Non potevo però considerare il viaggio in Irlanda la tappa definitiva di questo mio percorso. Timoroso, continuavo infatti a tenermi a debita distanza da ogni chiesa. Al ritorno dal viaggio in Irlanda, però, qualcosa era cambiato: avevo tutta l’intenzione di vincere quelle mie paure e così, dopo alcune ricerche su Internet, ho finalmente trovato una chiesa di confessione cattolica, dove la messa era celebrata in inglese e, con uno sforzo non indifferente, mi sono fatto avanti. Un certo smarrimento iniziale c’è stato, non posso negarlo (ho dovuto imparare le varie preghiere ed espressioni in inglese), ma ne è valsa la pena e ora posso finalmente apprezzare il calore di casa. Di nuovo.

santuario della Madonna della Rocca
Santuario della Madonna della Rocca

1. Un cattolico di ritorno

Questo blog non ha grandi pretese: non troverete qui la risposta a domande fondamentali, semmai solo ulteriori domande o spunti di riflessione su cui confortarci tutti assieme – atei, agnostici, credenti. Questo blog nasce piuttosto dal semplice desiderio di condivisione di quella che è la storia della mia riscoperta della fede cattolica. Diciamo che dopo lunghi, lunghissimi anni di completo smarrimento, sono finalmente “tornato a casa”. Ecco perché amo definirmi un “cattolico di ritorno”. Non senza riserve, perché ci sono aspetti della religione cattolica su cui continuo a nutrire perplessità, ma pur sempre cattolico e orgoglioso di esserlo, senza imbarazzo né vergogna alcuna.

Da dove cominciare? Ho compiuto da poco trentun anni, sono nato e cresciuto in Sicilia ma da diversi anni – complici la crisi e la voglia di confrontarmi con realtà diverse dalla mia – vivo stabilmente all’estero. Vengo da una famiglia cattolica e in giovane età non ho mai dubitato della mia fede, anzi. Ricordo, per esempio, di aver vissuto un’esperienza unica – incredibilmente intensa – il giorno della mia prima comunione.

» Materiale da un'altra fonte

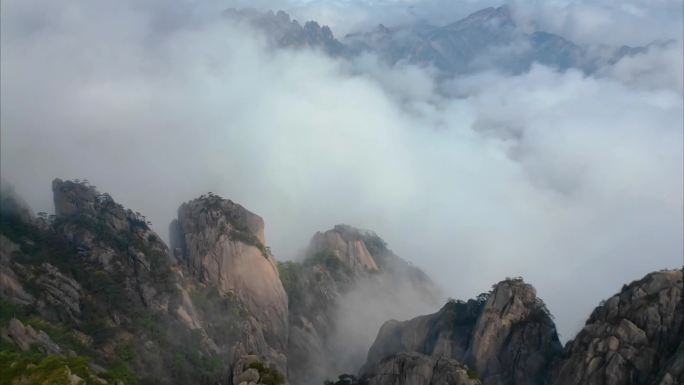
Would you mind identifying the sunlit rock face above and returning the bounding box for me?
[553,270,684,385]
[178,195,287,360]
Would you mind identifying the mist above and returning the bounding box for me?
[0,1,684,339]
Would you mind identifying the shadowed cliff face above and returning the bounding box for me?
[280,225,439,384]
[553,270,684,385]
[0,179,287,384]
[361,279,561,385]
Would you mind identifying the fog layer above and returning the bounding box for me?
[0,1,684,338]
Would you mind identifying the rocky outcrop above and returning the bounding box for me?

Non saprei spiegarla a parole, ma il ricordo di quel giorno è rimasto impresso nella mia memoria per tutto questo tempo. “Suggestione”, proverò a spiegarmi più tardi, durante gli anni da “miscredente”.

La fede ha cominciato a vacillare nel periodo a cavallo tra le scuole medie e il liceo. E purtroppo devo ammettere che l’aver studiato presso scuole cattoliche non mi è stato d’aiuto. Pur essendo profondamente grato alla mia famiglia per l’educazione ricevuta (di assoluto primo livello), il contatto con certi ambienti ha contribuito ad allontanarmi dalla fede. Insopportabile mi risultava l’ipocrisia di quei ministri di Dio che osannavano la povertà pur vivendo nella ricchezza, ma a irritarmi ancor di più era il modo di intendere la fede cristiana di quelle famiglie-bene, che di buono avevano ben poco e educavano i loro figli a giudicare il prossimo e guardare con sospetto, fino a escludere, chiunque la pensasse – o anche solo apparisse, perché in certi ambienti, si sa, l’abito fa il monaco – in modo diverso. E io in quegli anni, come molti adolescenti, avevo una voglia infinita di provocare, andare controcorrente, vestire i panni del ribelle, così ho smesso di andare a messa e ho cominciato invece ad abbracciare vizi e gioie terrene di ogni tipo…

Durante gli anni del liceo e anche più tardi, all’Università, una serie di eventi sfortunati (la malattia di mia madre, per esempio) e delusioni di svariato tipo hanno spento qualsiasi barlume di fede rimasto. Non solo: a forza di flirtare col nichilismo più cupo, col passare degli anni sono diventato sempre più cinico, grigio, incattivito. Fiero di ogni peccato, come la persona più abietta. Cosa che oggi mi spinge ad ammettere senza alcun orgoglio – in passato arrivavo persino a vantarmi delle mie più bieche malefatte – di essere stato una persona pessima. Purtroppo ho fallito come figlio, fratello, amico, compagno e non potrò mai riscattarmi da tutto il male che ho fatto o ottenere il perdono di quanti ho ferito, ma posso provare a cambiare. Posso tornare a condurre una vita onesta, ispirata a quei valori che da bambino mi sono stati insegnati ma che, a un certo punto, per svariate ragioni e anche un po’ per convenienza, ho preferito rinnegare.

Grazie a Dio ho finalmente ritrovato la strada di casa.

E a casa sono stato accolto a braccia aperte, come il figliol prodigo della parabola.